For starters, the village’s brand new “Hops and Stops” beer tasting event invites participants to not only enjoy some great craft brews, while also visiting many of our small businesses for some early Christmas shopping.

Hops and Stops will be Saturday Nov. 27 (not coincidentally Small Business Saturday). Glass pickup is at Finns Automotive, 44 East Main St, beginning at 2:45 p.m. Cost is $20 (tickets here). Please bring proper ID and you can’t pick up anyone else’s glass since they’ll also need to show an ID.

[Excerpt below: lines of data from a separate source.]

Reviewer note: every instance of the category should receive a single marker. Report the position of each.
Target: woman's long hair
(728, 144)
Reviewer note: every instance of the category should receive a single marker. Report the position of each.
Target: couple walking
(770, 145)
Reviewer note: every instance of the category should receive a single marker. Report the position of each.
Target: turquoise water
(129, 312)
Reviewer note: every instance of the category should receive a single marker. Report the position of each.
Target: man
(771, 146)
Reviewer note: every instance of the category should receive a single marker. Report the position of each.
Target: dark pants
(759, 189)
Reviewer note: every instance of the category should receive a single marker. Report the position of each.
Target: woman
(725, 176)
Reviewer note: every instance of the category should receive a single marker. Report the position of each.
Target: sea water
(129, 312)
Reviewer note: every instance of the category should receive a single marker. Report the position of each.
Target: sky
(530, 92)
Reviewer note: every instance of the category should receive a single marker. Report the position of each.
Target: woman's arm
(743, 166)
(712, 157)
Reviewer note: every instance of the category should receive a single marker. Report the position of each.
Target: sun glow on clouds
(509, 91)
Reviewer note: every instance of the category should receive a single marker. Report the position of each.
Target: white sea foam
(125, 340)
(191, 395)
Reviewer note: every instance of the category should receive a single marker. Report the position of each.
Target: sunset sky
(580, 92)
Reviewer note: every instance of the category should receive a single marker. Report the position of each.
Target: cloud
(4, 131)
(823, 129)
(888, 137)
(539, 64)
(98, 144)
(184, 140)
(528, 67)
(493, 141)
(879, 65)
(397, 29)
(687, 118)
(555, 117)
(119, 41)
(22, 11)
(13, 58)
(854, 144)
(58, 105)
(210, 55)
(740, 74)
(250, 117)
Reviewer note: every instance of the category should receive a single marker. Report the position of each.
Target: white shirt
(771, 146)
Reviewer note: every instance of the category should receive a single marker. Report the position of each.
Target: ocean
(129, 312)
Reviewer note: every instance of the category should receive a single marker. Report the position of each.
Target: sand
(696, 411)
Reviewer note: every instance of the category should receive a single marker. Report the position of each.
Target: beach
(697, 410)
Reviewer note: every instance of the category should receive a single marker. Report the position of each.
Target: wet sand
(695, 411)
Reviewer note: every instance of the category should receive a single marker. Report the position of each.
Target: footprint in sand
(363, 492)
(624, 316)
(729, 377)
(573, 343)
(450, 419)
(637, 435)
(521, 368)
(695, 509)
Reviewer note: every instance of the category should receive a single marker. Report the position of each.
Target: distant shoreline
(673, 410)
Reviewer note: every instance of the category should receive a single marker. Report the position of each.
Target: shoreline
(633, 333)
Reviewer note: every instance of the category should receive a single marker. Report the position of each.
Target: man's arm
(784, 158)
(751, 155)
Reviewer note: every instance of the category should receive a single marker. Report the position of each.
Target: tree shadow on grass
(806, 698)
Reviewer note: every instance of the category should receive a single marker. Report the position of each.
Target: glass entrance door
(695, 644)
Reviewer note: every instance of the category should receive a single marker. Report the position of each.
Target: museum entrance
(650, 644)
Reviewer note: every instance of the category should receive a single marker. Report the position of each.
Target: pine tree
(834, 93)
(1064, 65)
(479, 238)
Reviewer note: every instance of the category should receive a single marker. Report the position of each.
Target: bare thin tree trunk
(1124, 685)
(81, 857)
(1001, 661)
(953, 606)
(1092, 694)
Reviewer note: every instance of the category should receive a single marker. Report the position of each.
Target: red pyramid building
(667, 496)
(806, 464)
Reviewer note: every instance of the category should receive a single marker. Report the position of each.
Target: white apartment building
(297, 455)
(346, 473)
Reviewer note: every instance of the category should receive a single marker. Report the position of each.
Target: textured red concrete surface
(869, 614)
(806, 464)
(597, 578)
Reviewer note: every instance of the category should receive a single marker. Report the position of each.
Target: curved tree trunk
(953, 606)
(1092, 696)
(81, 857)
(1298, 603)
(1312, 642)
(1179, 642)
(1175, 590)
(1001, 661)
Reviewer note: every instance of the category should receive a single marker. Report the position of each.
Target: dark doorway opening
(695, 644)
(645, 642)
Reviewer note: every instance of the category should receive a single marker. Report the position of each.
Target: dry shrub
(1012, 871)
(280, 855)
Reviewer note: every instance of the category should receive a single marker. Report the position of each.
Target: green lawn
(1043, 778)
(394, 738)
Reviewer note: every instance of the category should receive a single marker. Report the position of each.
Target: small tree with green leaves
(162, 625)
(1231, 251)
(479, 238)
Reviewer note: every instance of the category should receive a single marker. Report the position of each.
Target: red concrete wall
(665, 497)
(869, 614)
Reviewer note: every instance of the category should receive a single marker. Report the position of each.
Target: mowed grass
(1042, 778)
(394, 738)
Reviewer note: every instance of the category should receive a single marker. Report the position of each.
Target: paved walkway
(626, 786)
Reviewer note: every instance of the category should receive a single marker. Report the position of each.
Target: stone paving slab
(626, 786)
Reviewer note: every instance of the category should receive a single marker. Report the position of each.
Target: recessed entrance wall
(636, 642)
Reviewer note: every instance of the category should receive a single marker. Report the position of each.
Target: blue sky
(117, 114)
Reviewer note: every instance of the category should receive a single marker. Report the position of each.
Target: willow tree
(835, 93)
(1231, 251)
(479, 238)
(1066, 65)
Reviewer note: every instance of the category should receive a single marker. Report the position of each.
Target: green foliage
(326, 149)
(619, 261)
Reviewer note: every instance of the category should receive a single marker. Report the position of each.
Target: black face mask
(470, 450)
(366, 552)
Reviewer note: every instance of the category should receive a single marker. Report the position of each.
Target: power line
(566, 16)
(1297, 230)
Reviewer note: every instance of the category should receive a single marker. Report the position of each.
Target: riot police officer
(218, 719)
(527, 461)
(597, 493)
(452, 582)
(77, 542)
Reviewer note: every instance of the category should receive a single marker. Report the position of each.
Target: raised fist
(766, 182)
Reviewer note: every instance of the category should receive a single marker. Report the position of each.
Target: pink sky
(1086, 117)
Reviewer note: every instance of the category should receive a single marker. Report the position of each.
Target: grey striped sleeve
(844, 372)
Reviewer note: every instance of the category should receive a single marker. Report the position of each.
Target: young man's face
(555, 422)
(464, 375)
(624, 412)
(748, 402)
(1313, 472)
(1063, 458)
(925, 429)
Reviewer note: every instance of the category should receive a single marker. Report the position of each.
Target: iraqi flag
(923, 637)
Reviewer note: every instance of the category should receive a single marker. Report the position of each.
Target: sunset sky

The beer walk itself runs from 3 to 6 p.m. There will be craft beer at some stops and food at others. These businesses will be participating:

  • Bernardi & Co. CPA
  • Webster Interiors
  • Woodland Silkscreen and Embroidery
  • OHHH, LORDEE! Everything Sauce
  • Village Vape or Smoke
  • The Modified Collective
  • Carl’s Pizza Kitchen
  • Crafty Christy’s Boutique
  • Dunkin’ Donuts
  • The Coach
  • BC’s Chicken Coop
  • The Cobblestone on Main
  • Barry’s Old School Irish
  • Lattimore Physical Therapy
  • Filling Station Pub & Grill

Kudos to the Webster BID for coming up with this great idea to get people out and shopping on Small Business Saturday!

Click here for more information and to get tickets.

White Christmas is Back!

Last year’s “reverse” Holiday Parade of Lights was fun, but I think everyone is excited to know that the REAL Parade of Lights will be returning the evening of Saturday Dec. 4. The parade is the highlight of a whole afternoon of holiday entertainment and activities planned during the Village of Webster’s White Christmas celebration.

This year’s event will feature something really fun: the gazebo in Veterans Park will be transformed into the North Pole for the day, complete with twinkling lights, elves, candy canes and much more. Santa will be there to greet the kids from 3 to 5 p.m. Kids can bring their letters and give them right to Santa or deposit them in his North Pole mailbox.

The Parade of Lights will begin at 6:30 p.m., winding its way from Phillips Rd. west down Main Street.

All of your White Christmas favorites will also be back this year, including carriage rides, hot cocoa, cookie decorating, storytime with Jason Poole from the Webster Public Library, caroling, and much more, including a “Toy Land,” for which everyone is encouraged to bring a new, unwrapped toy to donate.

Put this one on your calendar, folks. (Maybe we’ll actually get some snow this year.)